Dans les années 1990, sous la présidence d’Alberto Fujimori, une politique antinataliste délirante a provoqué la stérilisation forcée de plus de 300 000 femmes. Le Comité d’Amérique latine et des Caraïbes pour la défense des droits de la femme (Cladem) vient de déposer plainte devant la Cour interaméricaine des droits de l’homme.
Paysannes des Andes péruviennes ou señoras des bidonvilles de Lima, elles sont 331 600 femmes à avoir été stérilisées de force à l’époque (1990-2000) où Alberto Fujimori présidait le pays. Ce chiffre sidérant avait été publié dans un « rapport final » du ministère de la Santé, dès 2002, mais l’affaire n’a véritablement éclaté que pendant la dernière campagne présidentielle. Elle a même contribué à la défaite de Keiko Fujimori, la fille de l’ancien président, le 5 juin. Alejandro Aguinaga, le ministre de la Santé de l’époque, admet que des « erreurs » ont été commises, mais refuse de reconnaître qu’il s’agissait d’une politique délibérée.
« plan de santé publique »
C’est pourtant bel et bien au nom d’un « plan de santé publique » que des médecins furent envoyés dans les campagnes péruviennes, entre 1995 et 2000. Avec un seul objectif : réduire le nombre des naissances. Ils promettaient de l’argent ou du riz, mais n’expliquaient pas à leurs « patientes » qu’elles ne pourraient plus jamais avoir d’enfants. Certaines venaient pour recevoir des soins et ressortaient avec les trompes ligaturées.

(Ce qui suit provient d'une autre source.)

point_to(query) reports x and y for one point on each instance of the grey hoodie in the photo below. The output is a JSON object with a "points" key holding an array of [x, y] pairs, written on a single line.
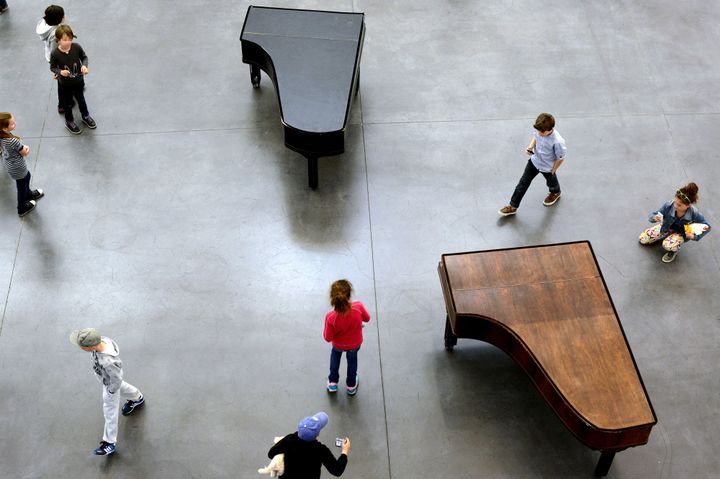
{"points": [[47, 35], [108, 366]]}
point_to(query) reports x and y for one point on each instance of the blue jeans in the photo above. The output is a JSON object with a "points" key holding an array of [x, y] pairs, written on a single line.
{"points": [[23, 186], [528, 175], [335, 357]]}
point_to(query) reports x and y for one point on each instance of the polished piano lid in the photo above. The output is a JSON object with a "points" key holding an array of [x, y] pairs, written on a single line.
{"points": [[554, 301], [314, 55]]}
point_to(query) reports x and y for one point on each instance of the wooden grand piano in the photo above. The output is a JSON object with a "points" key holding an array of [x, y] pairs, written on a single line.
{"points": [[313, 59], [548, 307]]}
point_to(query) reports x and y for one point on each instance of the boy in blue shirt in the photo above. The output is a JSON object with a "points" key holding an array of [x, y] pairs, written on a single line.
{"points": [[547, 152]]}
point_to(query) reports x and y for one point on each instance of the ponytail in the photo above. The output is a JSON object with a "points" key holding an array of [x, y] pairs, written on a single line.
{"points": [[340, 292]]}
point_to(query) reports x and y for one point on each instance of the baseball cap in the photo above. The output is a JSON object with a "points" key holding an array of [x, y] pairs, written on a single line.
{"points": [[310, 427], [85, 337]]}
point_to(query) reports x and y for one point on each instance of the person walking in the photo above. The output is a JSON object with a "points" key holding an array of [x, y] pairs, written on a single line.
{"points": [[70, 63], [547, 152], [108, 369], [343, 328], [13, 154]]}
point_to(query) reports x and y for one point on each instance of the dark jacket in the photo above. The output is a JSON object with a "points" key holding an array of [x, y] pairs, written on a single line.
{"points": [[71, 61], [672, 224], [303, 459]]}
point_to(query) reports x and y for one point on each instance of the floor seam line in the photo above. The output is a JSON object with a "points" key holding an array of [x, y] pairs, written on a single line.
{"points": [[377, 308], [12, 276]]}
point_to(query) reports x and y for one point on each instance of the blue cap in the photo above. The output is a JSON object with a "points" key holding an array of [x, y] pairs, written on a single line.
{"points": [[310, 427]]}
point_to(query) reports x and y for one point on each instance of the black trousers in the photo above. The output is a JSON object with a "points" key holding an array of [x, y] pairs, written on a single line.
{"points": [[67, 93], [528, 175], [23, 185]]}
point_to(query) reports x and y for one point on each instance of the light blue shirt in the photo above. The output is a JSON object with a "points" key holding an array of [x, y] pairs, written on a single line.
{"points": [[548, 149]]}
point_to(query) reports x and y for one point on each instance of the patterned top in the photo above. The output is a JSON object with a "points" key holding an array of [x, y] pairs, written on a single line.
{"points": [[14, 161]]}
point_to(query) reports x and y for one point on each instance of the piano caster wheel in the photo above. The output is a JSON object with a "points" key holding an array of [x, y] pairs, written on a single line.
{"points": [[450, 338], [255, 76]]}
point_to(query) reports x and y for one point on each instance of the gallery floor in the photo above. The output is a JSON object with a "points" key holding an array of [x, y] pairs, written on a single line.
{"points": [[184, 229]]}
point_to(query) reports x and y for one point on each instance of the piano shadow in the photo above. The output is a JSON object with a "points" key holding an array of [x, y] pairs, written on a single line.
{"points": [[481, 388], [336, 211]]}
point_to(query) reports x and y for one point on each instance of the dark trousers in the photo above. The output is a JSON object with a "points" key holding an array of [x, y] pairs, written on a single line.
{"points": [[335, 357], [23, 185], [67, 93], [528, 175]]}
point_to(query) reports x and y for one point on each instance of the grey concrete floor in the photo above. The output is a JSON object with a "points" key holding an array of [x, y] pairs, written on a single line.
{"points": [[183, 229]]}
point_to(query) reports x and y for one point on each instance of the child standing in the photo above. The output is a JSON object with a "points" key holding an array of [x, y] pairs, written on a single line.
{"points": [[108, 368], [547, 152], [14, 153], [69, 62], [45, 29], [343, 328], [678, 220]]}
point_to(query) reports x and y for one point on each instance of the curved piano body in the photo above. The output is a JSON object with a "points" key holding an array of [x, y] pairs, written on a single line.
{"points": [[549, 309], [313, 59]]}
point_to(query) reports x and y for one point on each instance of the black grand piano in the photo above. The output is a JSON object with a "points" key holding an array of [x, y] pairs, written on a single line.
{"points": [[313, 59]]}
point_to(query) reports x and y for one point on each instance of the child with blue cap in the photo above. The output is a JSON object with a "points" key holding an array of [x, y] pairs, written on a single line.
{"points": [[305, 455]]}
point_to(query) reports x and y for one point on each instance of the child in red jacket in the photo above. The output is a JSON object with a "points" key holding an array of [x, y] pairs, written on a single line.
{"points": [[343, 328]]}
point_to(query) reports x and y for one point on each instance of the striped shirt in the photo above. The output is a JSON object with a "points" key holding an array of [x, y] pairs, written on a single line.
{"points": [[14, 161]]}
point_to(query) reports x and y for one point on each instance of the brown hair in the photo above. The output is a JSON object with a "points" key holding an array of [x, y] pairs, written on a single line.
{"points": [[63, 30], [4, 123], [340, 292], [687, 194], [544, 122]]}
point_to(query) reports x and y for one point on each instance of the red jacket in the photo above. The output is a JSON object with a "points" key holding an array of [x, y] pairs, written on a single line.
{"points": [[344, 331]]}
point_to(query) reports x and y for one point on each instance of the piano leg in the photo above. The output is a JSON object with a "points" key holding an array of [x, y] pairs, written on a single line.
{"points": [[450, 338], [604, 463], [312, 173], [255, 76]]}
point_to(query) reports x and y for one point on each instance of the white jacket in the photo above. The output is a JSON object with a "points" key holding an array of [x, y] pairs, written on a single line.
{"points": [[47, 35]]}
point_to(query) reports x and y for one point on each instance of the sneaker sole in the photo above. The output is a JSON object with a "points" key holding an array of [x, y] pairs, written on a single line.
{"points": [[25, 213], [550, 204], [137, 406], [352, 392], [105, 454]]}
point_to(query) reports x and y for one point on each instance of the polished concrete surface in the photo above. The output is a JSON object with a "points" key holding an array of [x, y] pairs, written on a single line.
{"points": [[184, 229]]}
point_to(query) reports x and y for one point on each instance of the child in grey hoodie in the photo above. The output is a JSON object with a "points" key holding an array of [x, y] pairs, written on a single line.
{"points": [[45, 29], [108, 368]]}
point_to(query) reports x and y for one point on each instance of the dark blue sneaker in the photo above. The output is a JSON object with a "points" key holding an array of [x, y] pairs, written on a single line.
{"points": [[131, 405], [72, 127], [352, 390], [89, 122], [105, 449]]}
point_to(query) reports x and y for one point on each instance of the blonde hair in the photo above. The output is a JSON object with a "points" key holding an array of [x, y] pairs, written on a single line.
{"points": [[5, 118]]}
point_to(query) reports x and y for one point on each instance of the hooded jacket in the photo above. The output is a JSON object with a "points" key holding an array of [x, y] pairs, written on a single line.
{"points": [[108, 366], [47, 35]]}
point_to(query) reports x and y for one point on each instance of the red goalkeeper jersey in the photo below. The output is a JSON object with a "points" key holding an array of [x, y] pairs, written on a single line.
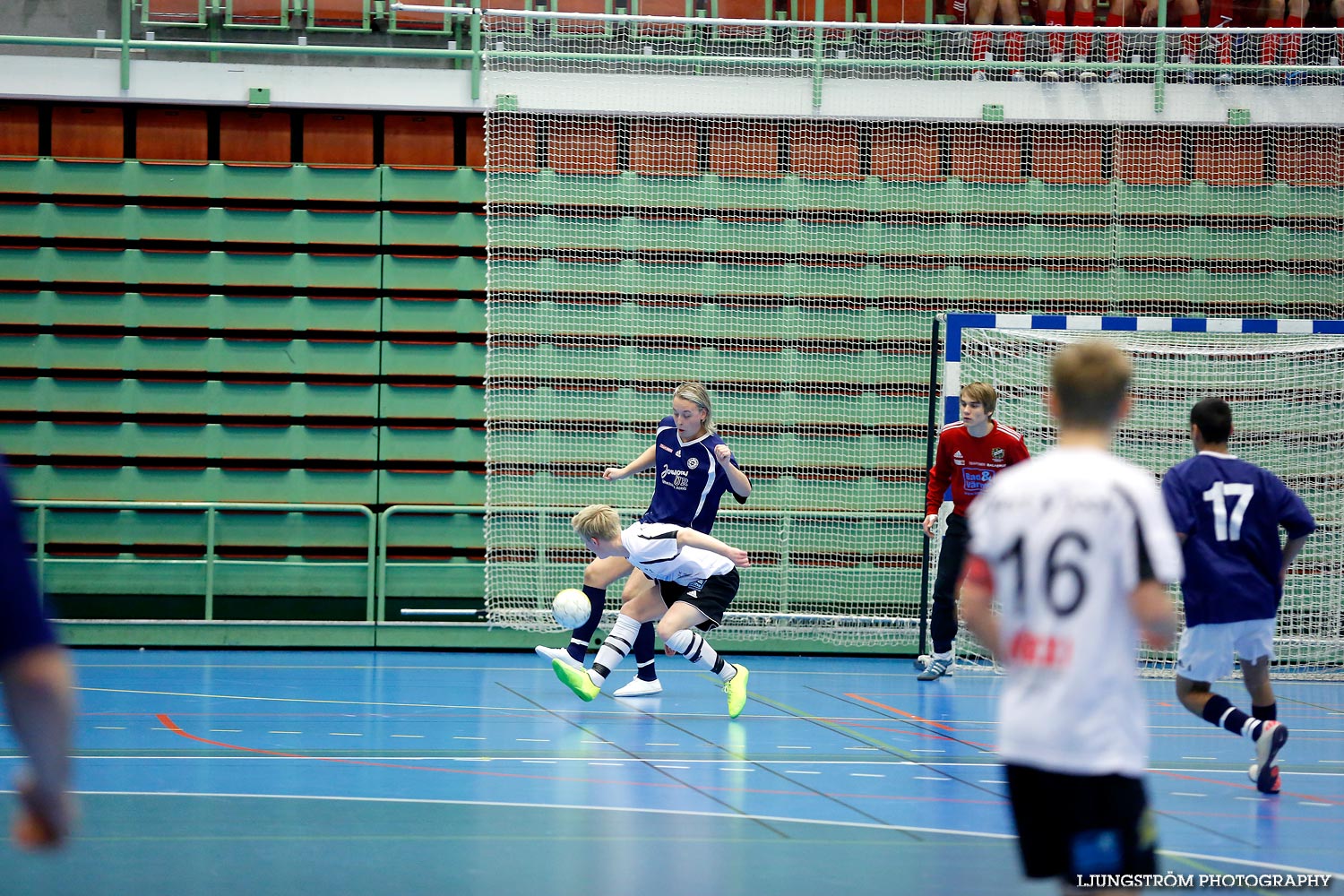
{"points": [[968, 463]]}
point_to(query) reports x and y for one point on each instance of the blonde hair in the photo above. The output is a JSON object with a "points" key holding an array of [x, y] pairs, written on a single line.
{"points": [[698, 395], [597, 521], [983, 392], [1090, 381]]}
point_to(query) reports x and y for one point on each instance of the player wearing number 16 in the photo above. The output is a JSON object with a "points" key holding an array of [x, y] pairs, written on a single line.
{"points": [[1075, 548], [1228, 513]]}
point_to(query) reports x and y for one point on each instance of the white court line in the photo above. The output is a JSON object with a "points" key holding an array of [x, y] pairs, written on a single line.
{"points": [[733, 815]]}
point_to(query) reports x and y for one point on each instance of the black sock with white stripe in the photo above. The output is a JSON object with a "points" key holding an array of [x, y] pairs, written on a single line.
{"points": [[618, 642], [693, 645], [644, 653]]}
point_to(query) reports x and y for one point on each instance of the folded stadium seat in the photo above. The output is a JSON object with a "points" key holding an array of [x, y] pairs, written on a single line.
{"points": [[338, 15], [742, 10], [1306, 158], [666, 30], [88, 134], [1067, 155], [19, 134], [1230, 156], [338, 140], [171, 136], [257, 13], [513, 156], [418, 142], [582, 147], [1150, 156], [175, 13], [831, 11], [582, 27], [986, 153], [906, 153], [666, 148], [745, 148], [825, 151], [504, 26], [250, 137]]}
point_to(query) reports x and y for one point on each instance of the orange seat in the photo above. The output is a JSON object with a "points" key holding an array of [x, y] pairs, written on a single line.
{"points": [[1311, 158], [1150, 156], [986, 155], [745, 148], [1230, 158], [172, 136], [518, 153], [88, 134], [255, 137], [906, 153], [582, 147], [418, 142], [664, 147], [1067, 155], [338, 140], [825, 151], [19, 132]]}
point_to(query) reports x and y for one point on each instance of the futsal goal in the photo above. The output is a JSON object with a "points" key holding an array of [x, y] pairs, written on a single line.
{"points": [[1284, 382]]}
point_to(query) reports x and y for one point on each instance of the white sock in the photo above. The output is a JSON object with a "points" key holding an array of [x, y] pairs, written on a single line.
{"points": [[694, 646], [615, 648]]}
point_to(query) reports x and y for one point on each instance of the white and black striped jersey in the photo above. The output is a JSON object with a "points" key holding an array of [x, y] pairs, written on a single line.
{"points": [[655, 551], [1069, 536]]}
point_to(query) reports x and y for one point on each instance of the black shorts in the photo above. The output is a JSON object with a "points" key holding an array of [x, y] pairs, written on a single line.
{"points": [[711, 599], [1072, 825]]}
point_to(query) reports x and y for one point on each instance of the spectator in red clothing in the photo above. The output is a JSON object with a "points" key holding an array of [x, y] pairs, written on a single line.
{"points": [[969, 454], [1015, 43], [1182, 13], [1056, 15]]}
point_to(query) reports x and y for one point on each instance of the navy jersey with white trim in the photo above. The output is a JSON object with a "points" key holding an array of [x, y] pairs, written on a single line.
{"points": [[1230, 512], [690, 479]]}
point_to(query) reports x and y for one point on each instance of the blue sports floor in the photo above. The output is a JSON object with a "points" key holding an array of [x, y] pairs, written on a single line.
{"points": [[266, 772]]}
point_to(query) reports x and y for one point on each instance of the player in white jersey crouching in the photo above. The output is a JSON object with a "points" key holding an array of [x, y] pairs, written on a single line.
{"points": [[694, 578], [1077, 549]]}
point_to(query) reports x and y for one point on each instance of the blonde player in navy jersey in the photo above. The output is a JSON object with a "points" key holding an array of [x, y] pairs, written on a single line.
{"points": [[694, 469], [1228, 513], [694, 578], [1075, 548]]}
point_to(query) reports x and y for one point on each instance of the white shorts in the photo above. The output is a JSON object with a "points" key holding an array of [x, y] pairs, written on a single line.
{"points": [[1206, 650]]}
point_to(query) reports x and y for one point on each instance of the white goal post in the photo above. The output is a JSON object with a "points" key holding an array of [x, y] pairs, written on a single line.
{"points": [[1285, 382]]}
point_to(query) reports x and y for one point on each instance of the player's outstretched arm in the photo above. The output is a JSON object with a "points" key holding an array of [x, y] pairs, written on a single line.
{"points": [[976, 602], [737, 478], [637, 465], [1155, 611], [690, 538]]}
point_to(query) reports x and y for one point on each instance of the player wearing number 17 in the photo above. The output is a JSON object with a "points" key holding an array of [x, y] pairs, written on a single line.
{"points": [[1075, 548], [1228, 513]]}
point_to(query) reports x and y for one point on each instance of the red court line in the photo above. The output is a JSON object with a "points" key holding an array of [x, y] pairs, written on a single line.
{"points": [[902, 712]]}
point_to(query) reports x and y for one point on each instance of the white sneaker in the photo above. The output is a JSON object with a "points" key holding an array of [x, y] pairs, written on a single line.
{"points": [[562, 654], [639, 688]]}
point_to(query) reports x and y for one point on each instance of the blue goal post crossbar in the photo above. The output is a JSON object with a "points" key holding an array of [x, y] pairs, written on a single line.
{"points": [[956, 323]]}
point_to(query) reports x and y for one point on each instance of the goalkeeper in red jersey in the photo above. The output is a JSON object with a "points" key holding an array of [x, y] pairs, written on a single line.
{"points": [[970, 452]]}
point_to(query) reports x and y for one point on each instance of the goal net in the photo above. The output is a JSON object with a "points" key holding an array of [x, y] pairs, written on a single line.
{"points": [[780, 211], [1288, 406]]}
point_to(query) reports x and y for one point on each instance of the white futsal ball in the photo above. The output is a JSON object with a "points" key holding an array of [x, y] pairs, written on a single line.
{"points": [[570, 608]]}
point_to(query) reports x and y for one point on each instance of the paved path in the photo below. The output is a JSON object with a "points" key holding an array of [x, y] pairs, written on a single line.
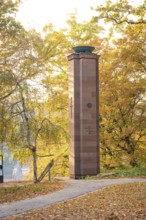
{"points": [[74, 189]]}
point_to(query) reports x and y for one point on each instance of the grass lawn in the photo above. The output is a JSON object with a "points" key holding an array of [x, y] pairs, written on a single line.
{"points": [[124, 202], [9, 193]]}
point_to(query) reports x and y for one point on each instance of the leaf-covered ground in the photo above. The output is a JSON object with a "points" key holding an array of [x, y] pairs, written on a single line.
{"points": [[17, 192], [124, 202]]}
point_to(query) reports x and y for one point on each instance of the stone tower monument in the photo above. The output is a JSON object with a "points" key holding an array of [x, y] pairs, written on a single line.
{"points": [[83, 112]]}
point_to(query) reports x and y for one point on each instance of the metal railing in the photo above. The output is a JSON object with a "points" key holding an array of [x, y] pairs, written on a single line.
{"points": [[46, 171]]}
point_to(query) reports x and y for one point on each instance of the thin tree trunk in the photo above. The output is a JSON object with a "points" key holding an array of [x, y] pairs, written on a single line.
{"points": [[35, 178]]}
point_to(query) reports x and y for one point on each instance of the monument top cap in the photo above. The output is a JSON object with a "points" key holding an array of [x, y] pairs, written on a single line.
{"points": [[83, 49]]}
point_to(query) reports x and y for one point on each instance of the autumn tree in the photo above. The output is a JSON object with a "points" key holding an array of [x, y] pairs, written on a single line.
{"points": [[123, 84]]}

Résultat : de nombreux maris abandonnèrent leur foyer, rejetant une épouse devenue stérile.
La vérité est que ces pratiques parfaitement scandaleuses entraient dans le cadre d’un programme de planification familiale prônant l’anticonception chirurgicale volontaire (AQV). C’était une réponse à une demande du FMI, qui jugeait indispensable une réduction du taux de natalité au Pérou. Résolu à réduire la pauvreté, Fujimori s’est donc lancé dans une politique antinataliste.
En vingt ans, seule une famille a été indemnisée, alors qu’elles sont près de deux mille à avoir porté plainte. Analphabètes pour la plupart, ces femmes avaient, à leur insu, signé une décharge autorisant les médecins à procéder à la ligature de leurs trompes. Le Comité d’Amérique latine et des Caraïbes pour la défense des droits de la femme (Cladem) vient de déposer plainte devant la Cour interaméricaine des droits de l’homme.